A 60/40 mix of U.S. stocks and bonds generated a 13.6% return through the first six months of this year, “the best start for this portfolio since the first half of 1997,” according to a recent article in Fortune by Ben Carlson.
The article notes that this was just the eleventh time such a portfolio began the first half of the year with a double-digit return.
“This relationship might not make sense to those who assume stocks and bonds should move in different directions,” the article says, ” but the whole point of diversification is to combine assets that act differently during various market environments.” But investors, it explains, can sometimes confuse how to evaluate these correlations: “Most investors assume you want to own negatively correlated investments…But what you really want is assets that have a positive expected return profile with correlations that change over time depending on the market environment.”

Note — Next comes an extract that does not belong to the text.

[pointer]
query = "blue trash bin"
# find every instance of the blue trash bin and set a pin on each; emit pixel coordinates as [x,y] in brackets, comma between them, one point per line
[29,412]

The fact that the relationship between stocks and bonds is always changing is a good thing, the article argues. “The true time for bonds to shine in a portfolio is not when stocks are up but when they’re down, which is the only time you want the negative correlation to kick in.”
The article concludes that bonds can offer investors stability during times of market volatility, giving them the opportunity to “rebalance into falling stocks or use bond proceeds for spending needs.” The first half of the year was “about as good as it gets for investors in U.S. stocks and bonds. That won’t last forever. The good news is when the inevitable setback occurs in stocks, bonds tend to provide some shelter from the storm.”